You might've noticed I haven't been writing in this blog for a while.
That's because I've been in Tennessee, visiting (among other things) the Sequatchie Valley Institute near Whitwell, TN. A friend of my boyfriend's and mine is staying there to work as a gardener, and we decided to visit her and help out with some of the work they're doing, as well as attending a couple of workshops*.
Staying at SVI was a very different experience than staying at The Farm was --- for one thing, it was a very different type of environment, being on a densely forested, steep hillside rather than a flat, grassier area. (The Farm, I was told, had acquired most of its land from a defunct paper mill, and the land had been clear-cut several times during the mill's period of operation). There were also a lot fewer people there: six people living at Moonshadow, which was the part of SVI we were visiting --- there's also a house and gardens at the foot of the hill, called Sweet Gum, where a family of seven people lives --- plus the other visitors who came either for the workshops or the workday at Ulinawi. But, unlike at The Farm, the other visitors did not stay overnight, and even the people who lived there mostly seemed all to have their own, generously spaced, sleeping quarters, with people gradually filtering into the main communal building throughout the day to cook, eat, and hang out. Accordingly, I did not have to interact with people constantly, and the number of people I did see every day was a lot smaller. (Also, two of them were well-known to me, while at The Farm I was thrown together with about a dozen strangers for a very immersive, intensive experience).

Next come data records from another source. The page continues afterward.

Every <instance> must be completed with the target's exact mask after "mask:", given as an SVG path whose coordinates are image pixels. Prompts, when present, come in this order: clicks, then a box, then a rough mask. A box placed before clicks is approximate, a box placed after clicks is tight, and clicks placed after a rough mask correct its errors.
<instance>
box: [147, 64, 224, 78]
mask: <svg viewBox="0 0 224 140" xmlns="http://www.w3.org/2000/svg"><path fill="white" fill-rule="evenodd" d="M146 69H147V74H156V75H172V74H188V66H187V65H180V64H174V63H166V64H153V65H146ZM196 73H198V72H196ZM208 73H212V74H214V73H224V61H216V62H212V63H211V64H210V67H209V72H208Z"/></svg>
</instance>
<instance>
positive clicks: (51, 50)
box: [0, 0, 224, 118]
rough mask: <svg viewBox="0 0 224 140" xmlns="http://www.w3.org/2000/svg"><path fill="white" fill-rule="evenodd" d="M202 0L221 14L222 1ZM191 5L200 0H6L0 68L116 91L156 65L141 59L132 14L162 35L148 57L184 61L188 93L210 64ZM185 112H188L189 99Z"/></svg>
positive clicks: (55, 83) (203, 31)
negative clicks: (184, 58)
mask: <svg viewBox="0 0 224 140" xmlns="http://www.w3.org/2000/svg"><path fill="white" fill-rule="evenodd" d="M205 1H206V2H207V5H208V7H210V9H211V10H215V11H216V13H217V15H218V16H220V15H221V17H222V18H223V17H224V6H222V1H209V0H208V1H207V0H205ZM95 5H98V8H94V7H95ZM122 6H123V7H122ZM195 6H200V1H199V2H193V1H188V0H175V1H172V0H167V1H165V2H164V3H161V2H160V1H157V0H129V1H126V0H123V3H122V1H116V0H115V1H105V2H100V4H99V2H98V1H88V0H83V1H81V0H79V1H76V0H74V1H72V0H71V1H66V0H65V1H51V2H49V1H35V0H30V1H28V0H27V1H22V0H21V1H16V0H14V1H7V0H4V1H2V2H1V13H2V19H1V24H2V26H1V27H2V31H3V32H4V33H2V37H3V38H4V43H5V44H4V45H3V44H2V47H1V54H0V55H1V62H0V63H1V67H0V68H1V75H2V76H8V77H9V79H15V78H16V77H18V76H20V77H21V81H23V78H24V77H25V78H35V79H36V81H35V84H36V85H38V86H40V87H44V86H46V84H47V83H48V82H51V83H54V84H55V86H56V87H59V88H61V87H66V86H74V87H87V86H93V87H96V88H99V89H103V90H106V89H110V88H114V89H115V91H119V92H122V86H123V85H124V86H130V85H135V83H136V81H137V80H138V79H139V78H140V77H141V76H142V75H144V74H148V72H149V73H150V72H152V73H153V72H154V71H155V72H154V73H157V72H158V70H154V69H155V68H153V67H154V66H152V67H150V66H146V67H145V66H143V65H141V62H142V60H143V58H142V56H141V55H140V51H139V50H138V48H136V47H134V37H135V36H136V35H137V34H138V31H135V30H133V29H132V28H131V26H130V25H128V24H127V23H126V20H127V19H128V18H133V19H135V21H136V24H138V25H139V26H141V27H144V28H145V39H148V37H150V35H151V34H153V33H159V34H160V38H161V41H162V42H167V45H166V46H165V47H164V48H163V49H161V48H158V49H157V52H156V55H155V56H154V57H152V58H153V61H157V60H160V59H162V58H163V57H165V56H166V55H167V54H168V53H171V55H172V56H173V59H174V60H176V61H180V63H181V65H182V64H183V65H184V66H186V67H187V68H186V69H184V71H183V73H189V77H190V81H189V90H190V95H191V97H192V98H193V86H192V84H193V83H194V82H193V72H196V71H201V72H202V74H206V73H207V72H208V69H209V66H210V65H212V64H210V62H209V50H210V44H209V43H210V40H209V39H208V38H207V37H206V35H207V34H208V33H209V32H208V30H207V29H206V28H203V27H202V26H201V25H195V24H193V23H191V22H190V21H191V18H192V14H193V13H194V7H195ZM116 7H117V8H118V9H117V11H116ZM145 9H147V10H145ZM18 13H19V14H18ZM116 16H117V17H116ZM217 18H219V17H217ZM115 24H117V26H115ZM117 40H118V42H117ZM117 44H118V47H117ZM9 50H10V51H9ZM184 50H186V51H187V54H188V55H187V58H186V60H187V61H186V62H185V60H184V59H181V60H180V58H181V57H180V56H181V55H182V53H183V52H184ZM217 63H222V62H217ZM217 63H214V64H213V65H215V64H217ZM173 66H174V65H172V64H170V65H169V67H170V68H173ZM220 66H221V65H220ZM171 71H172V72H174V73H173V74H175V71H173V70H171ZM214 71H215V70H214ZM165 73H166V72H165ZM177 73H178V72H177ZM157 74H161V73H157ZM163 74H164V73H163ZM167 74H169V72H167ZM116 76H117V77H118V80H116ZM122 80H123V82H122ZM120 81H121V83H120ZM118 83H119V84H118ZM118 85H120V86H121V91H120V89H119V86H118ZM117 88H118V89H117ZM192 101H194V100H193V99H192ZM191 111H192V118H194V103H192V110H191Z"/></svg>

Even with all that, though, I had a lot more trouble with overloading at SVI than I ever did at The Farm. I think the main reason for that is because we got there right before the busiest days --- the two workshops, when the most people would be around and the most structured activity would be going on. Also, I was pretty sick physically at the time, so it might also have been that my usual defenses were somewhat lowered.
I really liked the layout of Moonshadow, though: the one communal building with kitchen, fireplace, shower and offices, with smaller sleeping cabins scattered around it. For me, I think the ideal community has both shared spaces for cooking, eating, work and play, and also separate individual spaces to which people can retreat if they need to.
*A wildflower-identification hike and a shiitake-mushroom-growing workshop, both of which I ended up missing because I was sick.